# She wants me to be more aggressive



## tele (Jun 2, 2014)

Here I go,

My wife wants me to be more aggressive to her. I can be aggressive but I am not sure how to get it started and the timing. 

Need some pointers. 

I know she wants me to take charge to show her I am the man for her.


----------



## John Lee (Mar 16, 2013)

1) Get in better physical shape, and don't just do cardio but also build muscle. This will make you more aggressive without even trying.

2) This has been hard for me to learn, but women's idea of "aggressive" is slightly different than men's. I think guys hear this and they think "do it like a pornstar" like just jackhammer away. Not that you should never do this, but only at the right moment. A lot of women like a guy who simultaneously asserts himself and shows control -- you take charge but you still don't move too fast or frantically.


----------



## tele (Jun 2, 2014)

I agree with the take control. 

What other tips are out there. I know every women is different.


----------



## ScarletBegonias (Jun 26, 2012)

My longstanding never fulfilled fantasy is to have my husband seductively push me against the wall or whatever and just start kissing me all over my neck and body while holding my hands lightly. 

Not too aggressive...just enough to show me he wants me badly. 

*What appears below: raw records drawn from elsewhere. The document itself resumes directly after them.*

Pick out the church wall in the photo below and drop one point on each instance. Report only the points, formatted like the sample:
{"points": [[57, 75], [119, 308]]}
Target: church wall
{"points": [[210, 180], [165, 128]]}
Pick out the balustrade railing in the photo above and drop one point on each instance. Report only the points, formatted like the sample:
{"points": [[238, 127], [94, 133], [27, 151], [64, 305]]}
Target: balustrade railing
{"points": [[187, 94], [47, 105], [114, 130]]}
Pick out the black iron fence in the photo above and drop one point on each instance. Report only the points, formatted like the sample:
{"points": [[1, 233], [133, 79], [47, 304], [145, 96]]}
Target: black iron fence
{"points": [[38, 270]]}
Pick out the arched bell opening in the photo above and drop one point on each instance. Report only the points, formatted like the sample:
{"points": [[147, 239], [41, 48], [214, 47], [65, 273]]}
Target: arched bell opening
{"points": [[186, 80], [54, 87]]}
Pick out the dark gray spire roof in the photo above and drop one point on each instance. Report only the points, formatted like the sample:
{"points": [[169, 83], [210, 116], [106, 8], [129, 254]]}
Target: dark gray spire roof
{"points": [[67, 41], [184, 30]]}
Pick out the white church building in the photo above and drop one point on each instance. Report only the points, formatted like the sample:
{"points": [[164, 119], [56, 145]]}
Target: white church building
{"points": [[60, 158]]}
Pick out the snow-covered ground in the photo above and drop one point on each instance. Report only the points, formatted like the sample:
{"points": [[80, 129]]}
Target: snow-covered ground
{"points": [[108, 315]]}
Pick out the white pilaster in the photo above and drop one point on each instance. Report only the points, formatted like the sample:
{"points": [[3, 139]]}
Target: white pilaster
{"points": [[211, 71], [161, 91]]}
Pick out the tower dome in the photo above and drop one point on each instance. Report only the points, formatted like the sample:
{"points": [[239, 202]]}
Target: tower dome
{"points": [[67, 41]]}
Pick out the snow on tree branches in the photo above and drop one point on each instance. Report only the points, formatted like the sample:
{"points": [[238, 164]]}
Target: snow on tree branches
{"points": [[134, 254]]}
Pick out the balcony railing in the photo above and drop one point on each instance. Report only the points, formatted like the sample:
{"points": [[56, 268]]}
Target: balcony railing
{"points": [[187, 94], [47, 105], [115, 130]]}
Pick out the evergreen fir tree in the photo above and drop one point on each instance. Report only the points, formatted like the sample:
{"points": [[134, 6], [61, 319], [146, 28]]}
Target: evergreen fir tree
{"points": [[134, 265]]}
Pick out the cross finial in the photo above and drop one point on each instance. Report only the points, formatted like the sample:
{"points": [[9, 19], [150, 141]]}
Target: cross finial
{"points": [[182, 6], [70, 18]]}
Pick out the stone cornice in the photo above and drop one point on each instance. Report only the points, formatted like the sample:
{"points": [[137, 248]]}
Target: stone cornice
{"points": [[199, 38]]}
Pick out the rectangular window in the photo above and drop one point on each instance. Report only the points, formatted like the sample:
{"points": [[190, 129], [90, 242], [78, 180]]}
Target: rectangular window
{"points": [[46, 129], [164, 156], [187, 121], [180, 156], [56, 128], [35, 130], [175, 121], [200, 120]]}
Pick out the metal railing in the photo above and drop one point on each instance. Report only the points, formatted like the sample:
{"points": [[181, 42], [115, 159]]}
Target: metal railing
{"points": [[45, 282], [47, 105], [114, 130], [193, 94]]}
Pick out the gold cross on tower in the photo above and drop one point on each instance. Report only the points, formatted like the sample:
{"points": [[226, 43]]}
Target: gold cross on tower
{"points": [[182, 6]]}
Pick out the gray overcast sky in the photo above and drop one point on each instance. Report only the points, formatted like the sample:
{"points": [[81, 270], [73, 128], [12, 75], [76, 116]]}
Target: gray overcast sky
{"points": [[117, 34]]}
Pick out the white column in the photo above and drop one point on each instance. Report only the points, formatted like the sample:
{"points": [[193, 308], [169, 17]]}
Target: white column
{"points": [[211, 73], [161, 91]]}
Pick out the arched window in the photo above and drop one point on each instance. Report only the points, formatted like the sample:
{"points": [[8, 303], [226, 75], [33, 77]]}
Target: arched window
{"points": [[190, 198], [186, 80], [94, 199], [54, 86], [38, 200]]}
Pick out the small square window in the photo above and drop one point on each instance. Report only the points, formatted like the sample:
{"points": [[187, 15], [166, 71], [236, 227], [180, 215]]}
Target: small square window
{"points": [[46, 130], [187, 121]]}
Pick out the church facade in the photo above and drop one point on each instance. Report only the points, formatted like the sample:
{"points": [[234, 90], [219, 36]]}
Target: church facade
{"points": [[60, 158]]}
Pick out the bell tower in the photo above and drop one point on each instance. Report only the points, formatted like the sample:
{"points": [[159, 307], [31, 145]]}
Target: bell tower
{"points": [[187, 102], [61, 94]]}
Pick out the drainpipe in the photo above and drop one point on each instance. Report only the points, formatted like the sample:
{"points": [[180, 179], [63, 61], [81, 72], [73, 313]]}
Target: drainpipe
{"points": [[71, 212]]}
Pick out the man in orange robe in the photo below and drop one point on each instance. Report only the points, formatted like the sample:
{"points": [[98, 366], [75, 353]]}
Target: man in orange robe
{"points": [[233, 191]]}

Maybe start small like that?


----------



## I Notice The Details (Sep 15, 2012)

ScarletBegonias said:


> My longstanding never fulfilled fantasy is to have my husband seductively push me against the wall or whatever and just start kissing me all over my neck and body while holding my hands lightly.
> 
> Not too aggressive...just enough to show me he wants me badly.
> 
> Maybe start small like that?


My wife loves the same thing.... :iagree:

I hold her hands over her head while I start the kissing...


----------



## ScarletBegonias (Jun 26, 2012)

Mrs. John Adams said:


> Details and sb...that is hot!


lol that's mild...you should see the things in my head that I don't post


----------



## ScarletBegonias (Jun 26, 2012)

ROFL Maybe some day I'll write a steamy blog about it


----------



## Tall Average Guy (Jul 26, 2011)

ScarletBegonias said:


> lol that's mild...you should see the things in my head that I don't post


I have started learning some of that with my wife. A whole lot more there than I realized, but a heck of a lot of fun discovering it.

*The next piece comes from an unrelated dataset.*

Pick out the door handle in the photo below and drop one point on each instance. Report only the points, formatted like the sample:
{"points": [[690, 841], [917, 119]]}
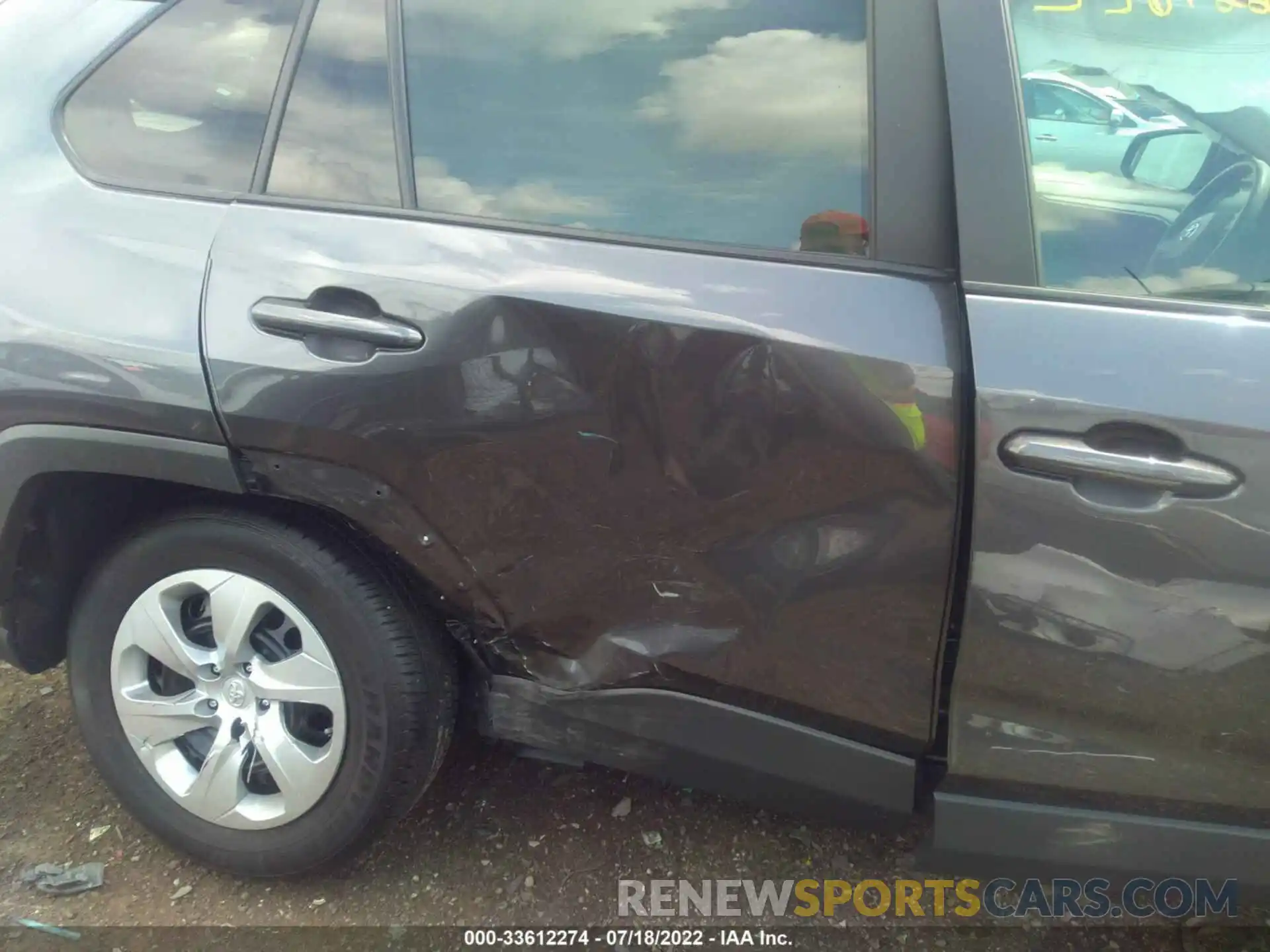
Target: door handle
{"points": [[1071, 457], [295, 320]]}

We got there by me doing a couple of light things and seeing how she reacted. Holding her hand above her head while I am above her on the bed. Telling her what to do in bed rather than asking. Essentially starting out at being more insistent, and then when she reacts well, continuing. 

Do realize that there are things you will try that she does not like. Don't let that stop you if you are otherwise getting good results.


----------



## murphy5 (May 1, 2014)

aggressive can mean a number of things. Some ideas

Sex in the kitchen...she is in her bathrobe, pouring some coffee, you slide in behind her, slide her bathrobe open from behind....kiss her passionately from behind, play with her body, pull her up and plant her on a table and....

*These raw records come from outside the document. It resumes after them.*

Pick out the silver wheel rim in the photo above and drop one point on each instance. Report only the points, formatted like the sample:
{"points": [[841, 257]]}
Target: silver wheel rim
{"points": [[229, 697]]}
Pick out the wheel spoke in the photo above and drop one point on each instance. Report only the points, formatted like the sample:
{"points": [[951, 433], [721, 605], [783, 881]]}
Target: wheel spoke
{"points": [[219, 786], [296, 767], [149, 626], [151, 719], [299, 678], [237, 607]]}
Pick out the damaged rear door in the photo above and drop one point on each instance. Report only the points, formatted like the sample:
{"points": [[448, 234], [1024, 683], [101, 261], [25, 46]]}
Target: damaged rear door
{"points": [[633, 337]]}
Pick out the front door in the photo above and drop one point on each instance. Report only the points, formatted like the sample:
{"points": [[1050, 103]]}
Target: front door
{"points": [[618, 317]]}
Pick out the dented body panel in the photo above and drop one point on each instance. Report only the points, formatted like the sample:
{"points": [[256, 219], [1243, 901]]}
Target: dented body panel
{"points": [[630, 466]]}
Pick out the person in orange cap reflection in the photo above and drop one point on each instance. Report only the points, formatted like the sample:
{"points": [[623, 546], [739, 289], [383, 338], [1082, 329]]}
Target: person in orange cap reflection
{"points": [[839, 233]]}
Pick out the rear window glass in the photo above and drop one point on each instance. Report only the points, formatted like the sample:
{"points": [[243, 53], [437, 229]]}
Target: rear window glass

She is outside, working on the garden...kind of open, but secluded too, you start to rub her legs, up her thigh, then inside of her thigh, pretend like nothing is going on to any passerby, but start to build the excitement....

You are traveling down the highway, the traffic is not too heavy, you slide your hand along her leg, up her thigh, start to massage....

In other words, nothing you could not do in the bedroom, but the unexpected nature or it, and the semi public or unusual place it is happening...brings a whole new level of excitement to the sex

Good luck, and tell us how it all works out!


----------



## tele (Jun 2, 2014)

All,

These are great idea's. thank you very much for the help.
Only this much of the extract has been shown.